There was five per cent growth in net operating income (NOI) across industrial, residential, office and retail asset classes.
“There’s improvement in the fundamentals of real estate in Canada, but it’s not everywhere and it’s not in everything,” said Fairchild.
Fengate managing director and group head of real estate Jaime McKenna, BentallGreenOak managing partner and head of Canada Paul Mouchakkaa, and Healthcare of Ontario Pension Plan (HOOPP) head of global real estate Eric Plesman provided perspectives as part of the online forum.
All utilize the MSCI/REALPAC Property Index for benchmarking purposes.

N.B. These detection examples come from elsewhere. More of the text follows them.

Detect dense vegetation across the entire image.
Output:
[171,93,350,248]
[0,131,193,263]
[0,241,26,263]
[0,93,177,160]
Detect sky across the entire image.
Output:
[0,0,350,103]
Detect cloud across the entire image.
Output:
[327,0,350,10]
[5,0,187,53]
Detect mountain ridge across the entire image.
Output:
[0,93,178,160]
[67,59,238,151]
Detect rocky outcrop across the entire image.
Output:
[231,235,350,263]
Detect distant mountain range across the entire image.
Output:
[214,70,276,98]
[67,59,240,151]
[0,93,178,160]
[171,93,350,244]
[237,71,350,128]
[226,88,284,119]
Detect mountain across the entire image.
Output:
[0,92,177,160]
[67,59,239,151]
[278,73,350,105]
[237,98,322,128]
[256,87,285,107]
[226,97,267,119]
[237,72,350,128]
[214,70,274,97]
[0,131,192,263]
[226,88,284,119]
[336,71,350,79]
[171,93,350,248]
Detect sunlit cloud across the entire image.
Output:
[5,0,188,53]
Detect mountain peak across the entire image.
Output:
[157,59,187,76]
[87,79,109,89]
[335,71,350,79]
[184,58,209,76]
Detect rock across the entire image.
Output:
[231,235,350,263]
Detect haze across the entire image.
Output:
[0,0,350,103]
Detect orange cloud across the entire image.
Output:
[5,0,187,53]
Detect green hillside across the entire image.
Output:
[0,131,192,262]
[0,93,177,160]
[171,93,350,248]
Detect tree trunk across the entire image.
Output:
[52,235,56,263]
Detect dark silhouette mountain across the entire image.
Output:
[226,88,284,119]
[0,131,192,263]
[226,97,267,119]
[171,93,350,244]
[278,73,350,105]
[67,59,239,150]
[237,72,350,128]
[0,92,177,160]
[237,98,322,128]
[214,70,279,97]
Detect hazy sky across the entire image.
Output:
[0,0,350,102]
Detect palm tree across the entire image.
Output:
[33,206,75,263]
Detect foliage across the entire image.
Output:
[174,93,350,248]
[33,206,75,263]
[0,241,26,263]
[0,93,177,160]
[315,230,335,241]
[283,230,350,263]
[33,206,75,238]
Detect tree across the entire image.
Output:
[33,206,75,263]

What the MSCI/REALPAC Property Index measures
The index measures unlevered total returns of directly held property investments. Its goal is to enhance transparency, enable comparisons of real estate relative to other asset classes and facilitate comparisons of Canadian real estate performance to other private real estate markets globally.
The index started in 1985. It includes buying, selling, development and redevelopment activity data provided by major pension funds, insurance companies and large real estate owners in Canada.
The 2021 index encompassed 46 portfolios with 2,367 assets totalling 483.7 million square feet and a gross capital value of $171.6 billion. Fairchild estimates the index represents about 40 per cent of the professionally managed commercial real estate market in Canada.
The index has averaged an annual total return of 9.8 per cent since inception and 6.9 per cent over the past 10 years. Last year was the best performance since 2015, when the total return was eight per cent.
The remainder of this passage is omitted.